MySQL replication slave hangs after encountering SET @@SESSION.GTID_NEXT= ‘ANONYMOUS’;

binlogMySQLreplication

I recently installed two identical default installations of MySQL 5.7 under Ubuntu Server 16.04, and configured them to do a binary log replication. Until now this has been working fine, but suddenly the replication stops continuing and the slave query thread runs at 100% CPU without doing any work.

After some searching I found that the slave status tells that it is way behind master. Using mysqlbinlog on the binlog file indicated by Relay_Master_Log_File and position Exec_Master_Log_Pos, I found out that the statement executed at this position is:

SET @@SESSION.GTID_NEXT= 'ANONYMOUS';

Somehow the slave hangs when trying to execute this statement, sending the CPU load to 100% (which is how I discovered the situation in the first place).

Except by having the slave skip that statement using SET GLOBAL sql_slave_skip_counter=1 it is unclear to me what is the actual cause of this issue, and how I should solve this.

Any help would be really appreciated!

Best Answer

TL;DR: This is probably caused by poor table design combined with ROW-based replication.

I just ran into this problem. I was asked to move an old database to a new server and set up replication.

I found that it's not actually the statement in the subject that causes the slave to hang (SET @@SESSION.GTID_NEXT= 'ANONYMOUS'). This statement is issued at the beginning of a transaction.

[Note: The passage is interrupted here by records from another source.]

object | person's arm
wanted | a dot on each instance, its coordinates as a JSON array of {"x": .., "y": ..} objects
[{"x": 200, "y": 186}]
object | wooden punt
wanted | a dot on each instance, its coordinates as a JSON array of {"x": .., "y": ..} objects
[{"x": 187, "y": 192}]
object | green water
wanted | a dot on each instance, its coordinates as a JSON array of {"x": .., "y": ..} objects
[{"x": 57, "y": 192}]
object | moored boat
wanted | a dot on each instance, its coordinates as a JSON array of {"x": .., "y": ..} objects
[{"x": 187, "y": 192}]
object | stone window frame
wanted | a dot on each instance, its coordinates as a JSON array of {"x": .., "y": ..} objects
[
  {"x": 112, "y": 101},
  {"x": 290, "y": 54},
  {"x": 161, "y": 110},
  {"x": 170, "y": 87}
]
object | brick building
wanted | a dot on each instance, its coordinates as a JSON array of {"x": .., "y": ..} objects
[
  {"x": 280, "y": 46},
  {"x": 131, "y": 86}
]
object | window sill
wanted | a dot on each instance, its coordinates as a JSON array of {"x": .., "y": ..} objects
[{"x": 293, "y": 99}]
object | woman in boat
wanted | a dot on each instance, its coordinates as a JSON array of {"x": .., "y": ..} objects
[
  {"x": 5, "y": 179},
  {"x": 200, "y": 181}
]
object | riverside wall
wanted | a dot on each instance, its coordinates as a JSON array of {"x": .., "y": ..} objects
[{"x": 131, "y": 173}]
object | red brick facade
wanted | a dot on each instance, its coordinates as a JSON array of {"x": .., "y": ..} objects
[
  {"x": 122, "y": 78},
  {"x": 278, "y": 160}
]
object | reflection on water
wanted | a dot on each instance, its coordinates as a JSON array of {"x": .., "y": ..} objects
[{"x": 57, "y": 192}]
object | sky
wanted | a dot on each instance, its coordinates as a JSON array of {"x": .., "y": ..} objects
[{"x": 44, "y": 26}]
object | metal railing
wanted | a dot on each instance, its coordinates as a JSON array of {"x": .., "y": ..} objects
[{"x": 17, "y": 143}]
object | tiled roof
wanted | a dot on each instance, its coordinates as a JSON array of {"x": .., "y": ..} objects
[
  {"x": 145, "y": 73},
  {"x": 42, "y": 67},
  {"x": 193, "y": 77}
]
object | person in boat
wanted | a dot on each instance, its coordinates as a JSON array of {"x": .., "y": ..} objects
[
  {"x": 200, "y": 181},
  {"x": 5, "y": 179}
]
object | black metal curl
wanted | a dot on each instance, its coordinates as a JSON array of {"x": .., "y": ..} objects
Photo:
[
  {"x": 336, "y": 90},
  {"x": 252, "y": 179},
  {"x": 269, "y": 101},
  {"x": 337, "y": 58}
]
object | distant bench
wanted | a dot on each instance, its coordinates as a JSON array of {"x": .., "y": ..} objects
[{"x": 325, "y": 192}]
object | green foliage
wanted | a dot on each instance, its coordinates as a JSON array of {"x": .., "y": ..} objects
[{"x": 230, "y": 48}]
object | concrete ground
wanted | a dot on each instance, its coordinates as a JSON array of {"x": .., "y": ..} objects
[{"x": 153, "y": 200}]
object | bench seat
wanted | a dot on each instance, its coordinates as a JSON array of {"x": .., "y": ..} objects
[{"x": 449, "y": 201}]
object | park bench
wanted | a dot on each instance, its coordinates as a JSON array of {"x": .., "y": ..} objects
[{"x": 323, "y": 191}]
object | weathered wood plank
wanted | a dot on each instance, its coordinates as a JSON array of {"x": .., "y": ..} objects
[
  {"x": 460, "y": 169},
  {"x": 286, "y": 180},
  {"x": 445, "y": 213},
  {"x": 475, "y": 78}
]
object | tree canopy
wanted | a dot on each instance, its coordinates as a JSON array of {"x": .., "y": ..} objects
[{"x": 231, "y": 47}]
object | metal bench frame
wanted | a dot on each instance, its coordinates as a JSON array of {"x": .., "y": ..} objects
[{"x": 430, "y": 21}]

mysql> SHOW BINLOG EVENTS IN 'mysql-bin.000196' FROM 96754384 LIMIT 5000;
+------------------+-----------+----------------+-----------+-------------+----------------------------------------------+
| Log_name         | Pos       | Event_type     | Server_id | End_log_pos | Info                                         |
+------------------+-----------+----------------+-----------+-------------+----------------------------------------------+
| mysql-bin.000196 |  96754384 | Anonymous_Gtid |         1 |    96754449 | SET @@SESSION.GTID_NEXT= 'ANONYMOUS'         |
| mysql-bin.000196 |  96754449 | Query          |         1 |    96754537 | BEGIN                                        |
| mysql-bin.000196 |  96754537 | Table_map      |         1 |    96754608 | table_id: 241 (db.bad_table)                 |
| mysql-bin.000196 |  96754608 | Delete_rows    |         1 |    96762805 | table_id: 241                                |
| mysql-bin.000196 |  96762805 | Delete_rows    |         1 |    96771002 | table_id: 241                                |
...
| mysql-bin.000196 | 106681175 | Delete_rows    |         1 |   106689372 | table_id: 241                                |
| mysql-bin.000196 | 106689372 | Delete_rows    |         1 |   106697569 | table_id: 241                                |
| mysql-bin.000196 | 106697569 | Delete_rows    |         1 |   106697626 | table_id: 241 flags: STMT_END_F              |
| mysql-bin.000196 | 106697626 | Xid            |         1 |   106697657 | COMMIT /* xid=28382600 */                    |
| mysql-bin.000196 | 106697657 | Rotate         |         1 |   106697704 | mysql-bin.000197;pos=4                       |
+------------------+-----------+----------------+-----------+-------------+----------------------------------------------+
1219 rows in set (0.02 sec)

This table has 66 million rows. I found that it has no primary key or unique key. The query responsible for this uses an index scan on the master.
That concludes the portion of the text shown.